Third, and finally, Mission Peak offers a somewhat confusing variation on its second argument. Mission Peak contends that, even assuming the board's “approval of [the Georges’] registration [w]as a ministerial act,” the board's action nonetheless violated CEQA because the Georges’ project “did not meet the requirements for a small domestic use” and is “not supported by substantial evidence.” Again, this is simply an argument that the board made an erroneous ministerial decision – which, as we have explained, is not a basis for a CEQA claim. Mission Peak mistakenly relies on Sierra Club, which states that, to the extent a CEQA exemption turns on an agency's factual determinations, courts review those determinations for substantial evidence. (Sierra Club, 11 Cal.App.5th at p. 24; see, e.g., Apartment Assn. of Greater Los Angeles v.
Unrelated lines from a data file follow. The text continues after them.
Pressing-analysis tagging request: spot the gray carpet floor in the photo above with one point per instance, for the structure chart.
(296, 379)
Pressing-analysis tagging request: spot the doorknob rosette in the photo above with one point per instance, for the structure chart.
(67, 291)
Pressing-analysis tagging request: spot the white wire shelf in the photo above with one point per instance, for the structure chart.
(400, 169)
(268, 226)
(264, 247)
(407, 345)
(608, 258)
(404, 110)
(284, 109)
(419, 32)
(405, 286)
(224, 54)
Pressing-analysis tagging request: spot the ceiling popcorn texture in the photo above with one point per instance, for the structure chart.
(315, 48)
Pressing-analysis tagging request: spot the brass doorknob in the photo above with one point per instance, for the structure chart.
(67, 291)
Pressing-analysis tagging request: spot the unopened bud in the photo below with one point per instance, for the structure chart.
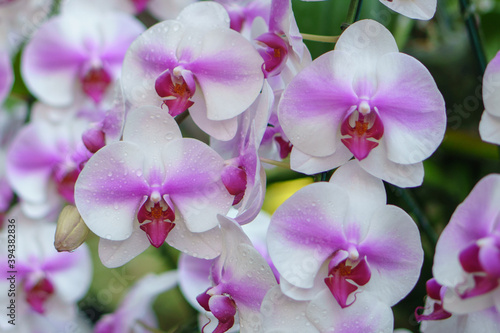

City of Los Angeles (2001) 90 Cal.App.4th 1162, 1173-1174.) The exemption here does not turn on factual determinations but, instead, on the board's lack of discretionary legal authority.

Mission Peak does not explain how it could amend its petition to state a viable cause of action. (See Reeder v. Specialized Loan Servicing LLC (2020) 52 Cal.App.5th 795, 805, 266 Cal.Rptr.3d 578; Cantu v. Resolution Trust Corp. (1992) 4 Cal.App.4th 857, 892, 6 Cal.Rptr.2d 151.) The trial court properly sustained the demurrer without leave to amend.


The judgment is affirmed.


1.   Undesignated statutory references are to the Water Code.

2.   In practice, as the parties acknowledge, the registrant may allow the board to submit the information to the department on the registrant's behalf, which was apparently the case here.

3.   In reciting Mission Peak's allegations and contentions, we do not suggest that they accurately describe the program requirements.

4.   If the Georges did misrepresent the project, the Legislature has provided a remedy: the board may revoke a registration if the registrant knowingly made false statements or concealed material facts in the registration form. (§ 1228.4, subd. (b)(2).) Mission Peak does not contest the board's position that its authority to pursue enforcement actions is discretionary. (See § 1228.6, subd. (c) [authorizing enforcement actions].)